50 days after Jesus’ resurrection, the Holy Spirit fell on the apostles, giving them power, purpose and a plan.
Around A.D. 34, on the road to Damascus, the Lord transformed the heart of Saul, a man who persecuted countless Christians—and Saul became Paul.
After this conversion, the gospel spread further through the ministries of Paul and Peter.
In A.D. 80, Christianity had spread to the countries of France and Tunisia. 20 years later, the first Christians were reported in Monaco, Algeria and Sri Lanka.
By A.D. 280, Christianity was no longer confined just to urban areas. It spread to rural Northern Italy. Now, an estimated 10% of the world’s population identified themselves as Christian, and the Bible was available in 10 languages.
Almost 200 years later, Pope Gregory I sent Augustine of Canterbury and a team of missionaries to present-day England. Their mission was to reintroduce the gospel there. Within the first year, they baptized 10,000 people.
By 1200, the Bible was available in 22 languages, but it wasn’t until 1462 that Gutenberg invented his printing press in Germany. The ability to make many copies of the Bible would affect the spread of the gospel in new and exciting ways.

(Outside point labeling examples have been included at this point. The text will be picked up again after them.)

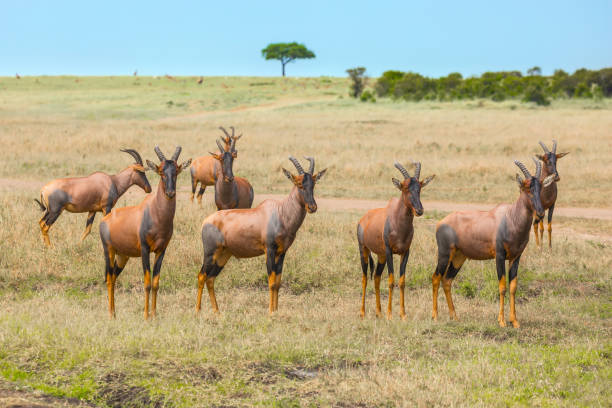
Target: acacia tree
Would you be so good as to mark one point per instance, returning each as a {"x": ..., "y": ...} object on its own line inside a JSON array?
[{"x": 286, "y": 52}]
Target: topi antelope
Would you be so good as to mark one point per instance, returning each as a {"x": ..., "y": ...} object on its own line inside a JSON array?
[
  {"x": 269, "y": 229},
  {"x": 230, "y": 192},
  {"x": 501, "y": 233},
  {"x": 132, "y": 232},
  {"x": 96, "y": 192},
  {"x": 549, "y": 194},
  {"x": 387, "y": 231},
  {"x": 204, "y": 169}
]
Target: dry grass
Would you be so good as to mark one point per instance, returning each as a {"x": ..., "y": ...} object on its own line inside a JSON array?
[{"x": 55, "y": 335}]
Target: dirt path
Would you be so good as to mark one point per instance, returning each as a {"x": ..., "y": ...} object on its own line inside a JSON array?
[{"x": 254, "y": 108}]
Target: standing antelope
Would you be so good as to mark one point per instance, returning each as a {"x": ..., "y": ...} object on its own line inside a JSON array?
[
  {"x": 387, "y": 231},
  {"x": 549, "y": 194},
  {"x": 204, "y": 169},
  {"x": 132, "y": 232},
  {"x": 501, "y": 233},
  {"x": 96, "y": 192},
  {"x": 230, "y": 192},
  {"x": 269, "y": 228}
]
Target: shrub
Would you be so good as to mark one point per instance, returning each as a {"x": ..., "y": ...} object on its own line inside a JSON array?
[{"x": 536, "y": 94}]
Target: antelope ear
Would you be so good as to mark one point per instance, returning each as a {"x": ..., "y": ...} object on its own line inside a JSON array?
[
  {"x": 519, "y": 180},
  {"x": 319, "y": 175},
  {"x": 288, "y": 175},
  {"x": 152, "y": 166},
  {"x": 427, "y": 180},
  {"x": 548, "y": 180},
  {"x": 184, "y": 166}
]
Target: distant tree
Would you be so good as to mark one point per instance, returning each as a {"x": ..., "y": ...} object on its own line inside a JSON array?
[
  {"x": 286, "y": 52},
  {"x": 534, "y": 71},
  {"x": 358, "y": 79}
]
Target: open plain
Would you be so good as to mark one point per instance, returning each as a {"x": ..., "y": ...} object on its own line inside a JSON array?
[{"x": 56, "y": 338}]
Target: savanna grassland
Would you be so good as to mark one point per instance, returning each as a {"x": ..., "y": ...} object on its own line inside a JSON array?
[{"x": 55, "y": 334}]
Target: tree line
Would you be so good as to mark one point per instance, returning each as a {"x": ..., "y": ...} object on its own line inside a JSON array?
[{"x": 497, "y": 86}]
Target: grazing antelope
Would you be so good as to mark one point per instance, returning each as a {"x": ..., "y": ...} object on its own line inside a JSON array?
[
  {"x": 549, "y": 194},
  {"x": 96, "y": 192},
  {"x": 501, "y": 233},
  {"x": 204, "y": 169},
  {"x": 132, "y": 232},
  {"x": 387, "y": 231},
  {"x": 230, "y": 192},
  {"x": 269, "y": 229}
]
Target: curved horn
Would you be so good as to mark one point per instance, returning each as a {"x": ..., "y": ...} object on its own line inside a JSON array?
[
  {"x": 160, "y": 155},
  {"x": 220, "y": 146},
  {"x": 134, "y": 154},
  {"x": 523, "y": 169},
  {"x": 538, "y": 167},
  {"x": 417, "y": 169},
  {"x": 177, "y": 153},
  {"x": 224, "y": 131},
  {"x": 297, "y": 164},
  {"x": 311, "y": 160},
  {"x": 402, "y": 170}
]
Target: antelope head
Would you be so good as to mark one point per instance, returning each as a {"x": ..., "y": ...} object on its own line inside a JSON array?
[
  {"x": 168, "y": 170},
  {"x": 411, "y": 187},
  {"x": 226, "y": 157},
  {"x": 305, "y": 182},
  {"x": 531, "y": 185},
  {"x": 230, "y": 140},
  {"x": 550, "y": 159},
  {"x": 138, "y": 171}
]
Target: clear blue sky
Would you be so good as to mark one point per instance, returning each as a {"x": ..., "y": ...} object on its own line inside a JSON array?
[{"x": 226, "y": 37}]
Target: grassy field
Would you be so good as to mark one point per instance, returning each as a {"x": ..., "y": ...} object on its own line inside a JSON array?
[{"x": 55, "y": 334}]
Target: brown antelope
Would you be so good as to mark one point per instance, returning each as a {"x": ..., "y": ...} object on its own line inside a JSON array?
[
  {"x": 387, "y": 231},
  {"x": 269, "y": 229},
  {"x": 132, "y": 232},
  {"x": 204, "y": 169},
  {"x": 549, "y": 194},
  {"x": 501, "y": 233},
  {"x": 230, "y": 192},
  {"x": 96, "y": 192}
]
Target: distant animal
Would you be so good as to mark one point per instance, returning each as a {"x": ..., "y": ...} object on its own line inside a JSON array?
[
  {"x": 501, "y": 233},
  {"x": 387, "y": 231},
  {"x": 132, "y": 232},
  {"x": 204, "y": 169},
  {"x": 549, "y": 194},
  {"x": 230, "y": 192},
  {"x": 94, "y": 193},
  {"x": 269, "y": 229}
]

In Spain, Pope Alexander VI wanted to send Catholic missionaries to the New World. As a result, Christopher Columbus took priests with him on his second journey to the Americas, and by 1514, the Franciscan priests had reached California with the gospel.
In 1680, the first Franciscan missionaries arrived in Texas.

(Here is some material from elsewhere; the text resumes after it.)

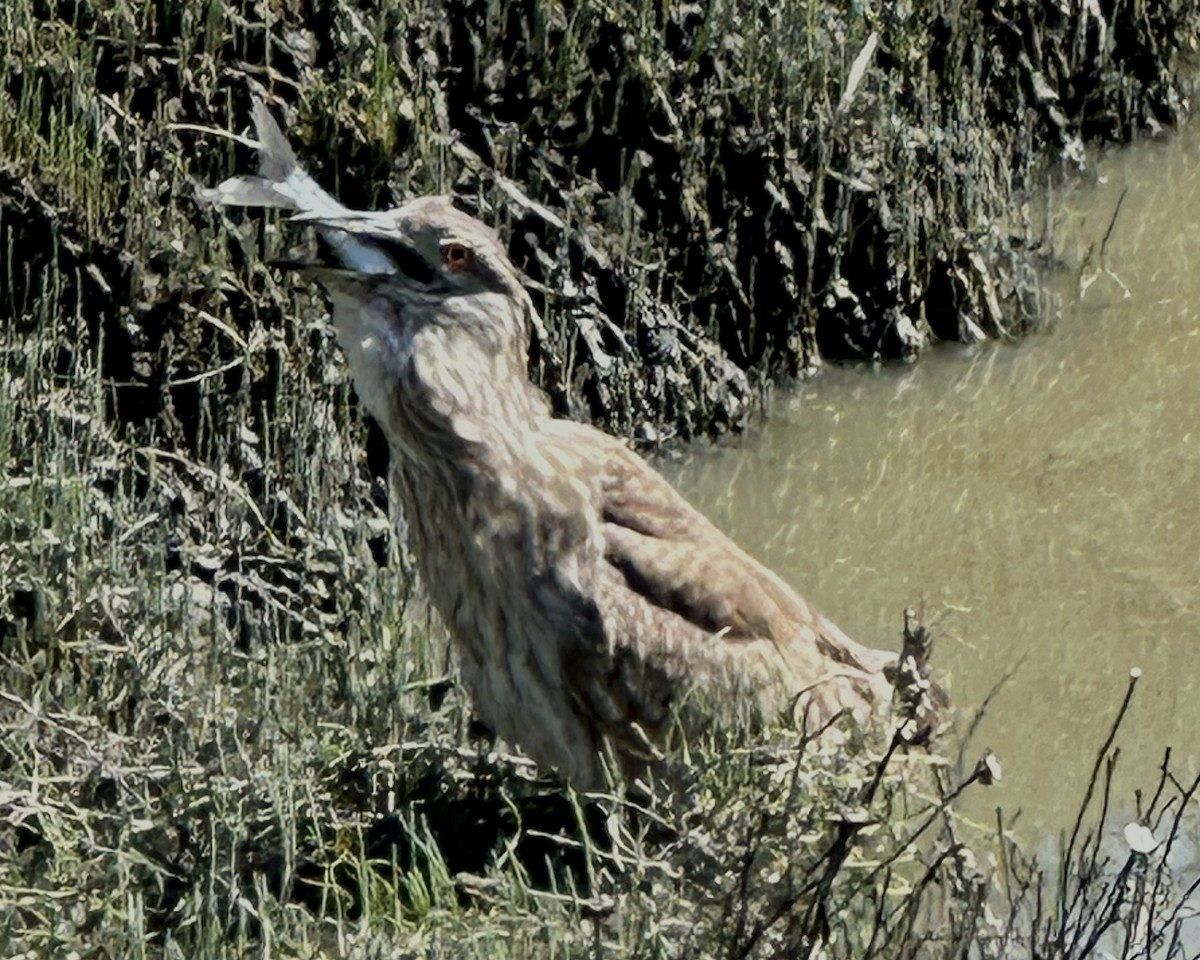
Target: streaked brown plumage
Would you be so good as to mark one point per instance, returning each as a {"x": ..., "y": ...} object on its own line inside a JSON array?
[{"x": 586, "y": 597}]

The early 1700s saw the rise of the Great Awakening in America, where both George Whitefield and Jonathan Edwards stirred revival throughout the colonies.
In 1845, the Southern Baptist Convention formed in Augusta, Georgia, and decided to take the gospel out West. Thirteen families settled on the Texas plains, establishing the Holford Prairie Church.
By 1882, that church had grown to 37 people and had to move into town, creating First Baptist Church of Lewisville.
The church multiplied in 1962, planting Lakeland Baptist Church just down the road, who in turn planted Highland Village First Baptist Church in 1978.
Then, in 2002, Highland Village First Baptist Church experienced a change in name. It became known as The Village Church after Matt Chandler took the lead pastor position. Soon after, a new Constitution and Bylaws was adopted, with elders governing the church.
In 2005, The Village planted Providence Church in Frisco. Multiplication sped along with CityView Church being planted in Keller just a year later.
In June 2007, The Village and Grace Temple Baptist Church united, and the Denton campus was born.
Due to a huge amount of growth, the Highland Village campus moved to a larger building—a vacant grocery store—and became the Flower Mound campus. That same year, the third campus formed, as The Village merged with Northway Baptist Church to form the Dallas Northway campus.
The Village’s third church plant, The Door, opened in 2011.
In 2012, The Village purchased a building for its fourth campus, in Fort Worth.
Ever-increasing multiplication sent Blake Chilton to plant Declaration Church in Bryan-College Station in 2014.
In that same year, The Village purchased a church building in the city of Plano and opened its fifth campus.
In 2014, the elders shared with the church their vision for transitioning campuses into autonomous churches. That next year, the Denton campus transitioned into an autonomous church, The Village Church Denton, naming Beau Hughes as pastor.
In 2016, The Village launched its sixth campus, in Southlake.
In 2017, The Village set forth a vision and timeline to transition its remaining campuses within the next five years, as well as launching a church planting network in the DFW area.